Monday, 30 November 2009

audiences running away

(from Anais Nin's diaries)



“The light was crude. It made Artaud's eyes shrink into darkness, as they are deep-set. This brought into relief the intensity of his gestures. He looked tormented. His hair, rather long, fell at times over his forehead. He has the actor's nimbleness and quickness of gestures. His face is lean, as if ravaged by fevers. His eyes do not seem to see the people. They are the eyes of a visionary. His hands are long, long-fingered.



(…)



Artaud steps out on the platform, and begins to talk about 'The Theatre and the Plague'.



He asked me to sit in the front row. It seems to me that all he is asking for is intensity, a more heightened form of feeling and living. Is he trying to remind us that it was during the Plague that so many marvelous works of art and theatre came to be, because, whipped by the fear of death, man seeks immortality, or to escape, or to surpass himself? But then, imperceptibly almost, he let go of the thread we were following and began to act out dying by plague. No one quite knew when it began. To illustrate his conference, he was acting out an agony. 'La Peste' in French is so much more terrible than 'The Plague' in English. But no word could describe what Artaud acted on that platform of the Sorbonne. He forgot about his conference, the theatre, his ideas, Dr Allendy sitting there, the public, the young students, his wife, professors, and directors.

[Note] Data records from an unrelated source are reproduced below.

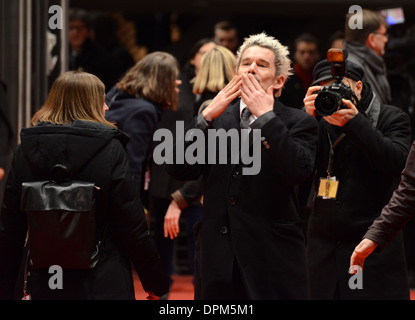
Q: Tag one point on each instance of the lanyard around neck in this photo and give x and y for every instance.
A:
(331, 155)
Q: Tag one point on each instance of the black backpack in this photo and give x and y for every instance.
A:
(61, 222)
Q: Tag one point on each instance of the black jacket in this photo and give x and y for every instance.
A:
(367, 163)
(138, 118)
(95, 153)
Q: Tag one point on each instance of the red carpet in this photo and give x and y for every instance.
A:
(182, 288)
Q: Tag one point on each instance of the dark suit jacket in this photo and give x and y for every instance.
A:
(253, 220)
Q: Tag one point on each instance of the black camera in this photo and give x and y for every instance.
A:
(329, 98)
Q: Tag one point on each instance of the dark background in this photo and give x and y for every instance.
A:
(282, 19)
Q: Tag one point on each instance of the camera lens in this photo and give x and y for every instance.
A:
(327, 103)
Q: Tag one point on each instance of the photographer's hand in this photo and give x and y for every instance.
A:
(361, 252)
(343, 116)
(309, 99)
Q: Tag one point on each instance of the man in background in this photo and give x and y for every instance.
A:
(366, 47)
(306, 55)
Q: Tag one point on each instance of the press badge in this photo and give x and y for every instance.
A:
(328, 188)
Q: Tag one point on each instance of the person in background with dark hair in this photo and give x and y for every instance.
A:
(116, 59)
(225, 34)
(366, 47)
(6, 134)
(306, 55)
(362, 149)
(171, 199)
(136, 103)
(83, 53)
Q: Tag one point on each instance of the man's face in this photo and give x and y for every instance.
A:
(377, 40)
(227, 38)
(306, 55)
(260, 62)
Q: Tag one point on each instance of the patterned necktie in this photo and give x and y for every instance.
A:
(245, 118)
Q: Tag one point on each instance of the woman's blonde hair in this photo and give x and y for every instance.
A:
(217, 70)
(153, 78)
(75, 95)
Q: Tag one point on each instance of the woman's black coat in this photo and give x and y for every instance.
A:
(95, 153)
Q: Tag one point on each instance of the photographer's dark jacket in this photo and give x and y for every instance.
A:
(367, 163)
(95, 153)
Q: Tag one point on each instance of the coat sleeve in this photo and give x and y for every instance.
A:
(292, 149)
(131, 224)
(13, 230)
(387, 146)
(400, 209)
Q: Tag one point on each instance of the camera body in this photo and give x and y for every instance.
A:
(329, 98)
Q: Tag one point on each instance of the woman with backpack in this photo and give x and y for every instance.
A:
(70, 144)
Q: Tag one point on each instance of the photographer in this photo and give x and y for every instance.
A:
(362, 150)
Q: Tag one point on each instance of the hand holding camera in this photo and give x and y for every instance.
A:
(333, 102)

His face was contorted with anguish, one could see the perspiration dampening his hair. His eyes dilated, his muscles became cramped, his fingers struggled to retain their flexibility. He made one feel the parched and burning throat, the pains, the fever, the fire in the guts. He was in agony. He was screaming. He was delirious. He was enacting his own death, his own crucifixion.



At first people gasped. And then they began to laugh. Everyone was laughing! They hissed. Then one by one, they began to leave, noisily, talking, protesting. They banged the door as they left. (…) More jeering. But Artaud went on, until the last gasp. And stayed on the floor. Then when the hall had emptied of all but his small group of friends, he went straight up to me and kissed my hand. He asked me to go to the café with him.



(…)



He was hurt, wounded, baffled by the jeering. He spat out his anger. 'They always want to hear about; they want to hear an objective conference on “The Theatre and the Plague”, and I want to give them the experience itself, the plague itself, so they will be terrified and awaken. I want to awaken them. They do not realize they are dead. Their death is total, like deafness, blindness. This is agony I portrayed. Mine, yes, and everyone who is alive.'



(…)



He grew gentle and calm. We walked again, in the rain.



For him, the plague was no worse than death by mediocrity, death by commercialism, death by corruption which surrounded us. He wanted to make people aware that they were dying. To force them into a poetic state.



'The hostility only proved you disturbed them,' I said.



But what a shock to see a sensitive poet confronting a hostile public. What brutality, what ugliness in the public!”